Within a few years, their calculations would reveal a disturbingly fuzzy picture of reality, one in which certain properties are inherently unknowable and others take on different values depending on how they’re measured. “What we observe is not nature itself, but nature exposed to our method of questioning,” Heisenberg wrote after winning the 1932 Nobel Prize in Physics.

This year, hundreds of physicists convened on Helgoland to commemorate the birth of quantum mechanics. It has certainly earned its keep over the past century, not only by predicting experimental outcomes with immaculate precision, but also by enabling technologies such as lasers, transistors, and atomic clocks.

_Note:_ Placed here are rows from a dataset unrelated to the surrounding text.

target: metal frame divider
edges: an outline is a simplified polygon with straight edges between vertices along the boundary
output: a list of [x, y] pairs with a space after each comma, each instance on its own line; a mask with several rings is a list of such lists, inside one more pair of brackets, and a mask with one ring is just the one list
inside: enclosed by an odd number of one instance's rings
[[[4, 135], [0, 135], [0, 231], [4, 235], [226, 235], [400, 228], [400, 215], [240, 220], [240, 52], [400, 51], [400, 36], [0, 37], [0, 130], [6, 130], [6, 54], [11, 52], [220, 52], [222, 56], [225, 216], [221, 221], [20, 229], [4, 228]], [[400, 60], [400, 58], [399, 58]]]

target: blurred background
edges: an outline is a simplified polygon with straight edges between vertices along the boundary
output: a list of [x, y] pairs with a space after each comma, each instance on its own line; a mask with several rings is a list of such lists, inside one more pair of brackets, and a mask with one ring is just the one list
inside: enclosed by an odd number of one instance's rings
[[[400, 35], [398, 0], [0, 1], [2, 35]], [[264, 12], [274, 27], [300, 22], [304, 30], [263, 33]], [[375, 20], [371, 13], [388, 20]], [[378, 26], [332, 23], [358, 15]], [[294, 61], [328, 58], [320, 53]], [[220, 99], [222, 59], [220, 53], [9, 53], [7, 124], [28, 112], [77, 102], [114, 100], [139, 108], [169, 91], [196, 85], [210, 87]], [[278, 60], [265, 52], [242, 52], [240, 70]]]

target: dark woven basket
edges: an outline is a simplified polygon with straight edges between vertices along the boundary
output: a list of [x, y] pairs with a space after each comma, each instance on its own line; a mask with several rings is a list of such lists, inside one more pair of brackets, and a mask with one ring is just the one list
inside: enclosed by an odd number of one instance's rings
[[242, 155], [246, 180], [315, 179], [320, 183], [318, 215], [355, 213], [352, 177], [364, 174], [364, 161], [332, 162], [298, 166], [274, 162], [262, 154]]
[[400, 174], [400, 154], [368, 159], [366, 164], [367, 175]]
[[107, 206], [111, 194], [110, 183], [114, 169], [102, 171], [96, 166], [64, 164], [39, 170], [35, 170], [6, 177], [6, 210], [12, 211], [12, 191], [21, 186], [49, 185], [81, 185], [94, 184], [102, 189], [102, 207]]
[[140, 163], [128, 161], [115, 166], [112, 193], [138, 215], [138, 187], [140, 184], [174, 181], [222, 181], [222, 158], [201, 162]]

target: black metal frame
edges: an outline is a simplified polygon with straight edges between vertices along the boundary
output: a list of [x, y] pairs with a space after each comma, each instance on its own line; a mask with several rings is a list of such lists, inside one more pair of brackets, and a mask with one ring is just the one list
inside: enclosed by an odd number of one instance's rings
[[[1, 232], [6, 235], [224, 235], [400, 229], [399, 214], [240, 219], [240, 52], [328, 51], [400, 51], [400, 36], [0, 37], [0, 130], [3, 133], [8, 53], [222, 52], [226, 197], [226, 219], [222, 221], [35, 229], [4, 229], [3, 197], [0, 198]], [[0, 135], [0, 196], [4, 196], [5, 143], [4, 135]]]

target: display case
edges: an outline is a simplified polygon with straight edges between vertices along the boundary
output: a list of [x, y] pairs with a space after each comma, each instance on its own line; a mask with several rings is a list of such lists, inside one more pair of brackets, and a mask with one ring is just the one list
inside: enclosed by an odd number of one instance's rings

Yet even today, scientists struggle to interpret what the theory implies about nature. Central to the confusion is how the act of measurement pins down the indeterminate behavior of atoms. The standard framing has an unsettling anthropocentric flavor, suggesting humans play some special role in shaping the universe. Now, bolstered by a string of recent experiments, theorists such as Fuchs and Rovelli are leaning into the discomfort, emphasizing how observers do indeed create the world they inhabit. What’s at stake is nothing less than reality itself.

“We don’t need to fix quantum mechanics to make it compatible with what we observe; we need to recognize that there are alternative ways of looking at the world,” says Alyssa Ney, a philosopher of physics at the Ludwig Maximilian University of Munich. Quantum theory compels physicists to “make room for different notions of what it means to be real.”